Procuring small numbers of emerging exemplar systems now, such as those discussed above, will provide an early opportunity to learn by doing. Additionally, the deliberate employment of battlefield aviation forwards, during exercises—to shape the deep battle and build situational awareness—will enable our forces to learn how they can effectively employ future unmanned capabilities. Our major land and joint exercises provide sandboxes where we can experiment with these emerging technologies, tactics and techniques to uncover asymmetric means to employ future capabilities. The notion of using exercises and training to experiment with new tactics, techniques and procedures is not novel.

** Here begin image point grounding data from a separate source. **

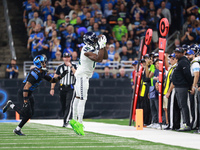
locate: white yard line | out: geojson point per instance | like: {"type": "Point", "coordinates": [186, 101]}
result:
{"type": "Point", "coordinates": [159, 136]}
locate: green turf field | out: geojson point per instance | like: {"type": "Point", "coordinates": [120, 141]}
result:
{"type": "Point", "coordinates": [50, 137]}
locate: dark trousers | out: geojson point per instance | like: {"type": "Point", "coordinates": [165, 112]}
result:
{"type": "Point", "coordinates": [199, 109]}
{"type": "Point", "coordinates": [154, 109]}
{"type": "Point", "coordinates": [182, 97]}
{"type": "Point", "coordinates": [173, 112]}
{"type": "Point", "coordinates": [193, 108]}
{"type": "Point", "coordinates": [66, 94]}
{"type": "Point", "coordinates": [26, 112]}
{"type": "Point", "coordinates": [145, 105]}
{"type": "Point", "coordinates": [14, 76]}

In 1914, Colonel John Monash published a guide to the officers of the 4th Infantry Brigade stating:

Knowledge can only be gained from experience … If, during training or manoeuvres, an idea occurs of performing some duty in a manner differing from that which has been the custom of the battalion, try it …[7]


Creating future ready doctrine for the employment of emerging technology in battlefield aviation will be a time-consuming process rooted in lessons learned. The single most practical thing we can do right now is to prepare our aircrew and joint forces for the challenges of operating manned and unmanned aircraft simultaneously. Procuring capabilities now—such as air launched effects and AALSS—should be a high priority if we intend to quickly develop and build the requisite knowledge within our fighting force to be masters of these capabilities in 2040 and beyond. We need to foster a culture of employing battlefield aviation forwards into our exercise serials now, so our forces can get familiar with employing this capability forwards to shape their area of operations. Using battlefield aviation to shape the deep battle and build situational awareness, while ensuring that platforms remain available to support the close fight and force sustainment, must be founding elements of our future doctrine if we are to realise emerging and decisive opportunities in this space. We must start learning now.

[1] S Daley, 2019, ‘Fighting Fires and Saving Elephants: How 12 Companies Are Using AI Drone to Solve Big Problems’, Built In, 10 March 2019, at

[2] ‘Loyal Wingman’ is the name given to Boeing Defence Australia’s Airpower Teaming System, which consists of semi-autonomous armed unmanned fighter-like aircraft which are designed to escort manned fighters.

[3] M Davis, 2019, ‘“Loyal Wingman” to Take Australia’s Airpower into the Next Era’, The Strategist (Australian Strategic Policy Institute), 7 March 2019, at

[4] SJ Freedberg Jr, 2016, ‘“Optionally Piloted” Aircraft Studied for Future Vertical Lift’, Breaking Defense, 23 September 2016, at

[5] Davis, 2019.

[6] V Insinna, 2017, ‘Army’s Helicopter-Drone Teams to Get Capability Boost in 2019’, Defense News, 8 October 2017, at

[7] D Foster, 2020, ‘One Hundred Hints for Company Officers’, The Cove, 23 October, at  

The views expressed in this article and subsequent comments are those of the author(s) and do not necessarily reflect the official policy or position of the Australian Army, the Department of Defence or the Australian Government.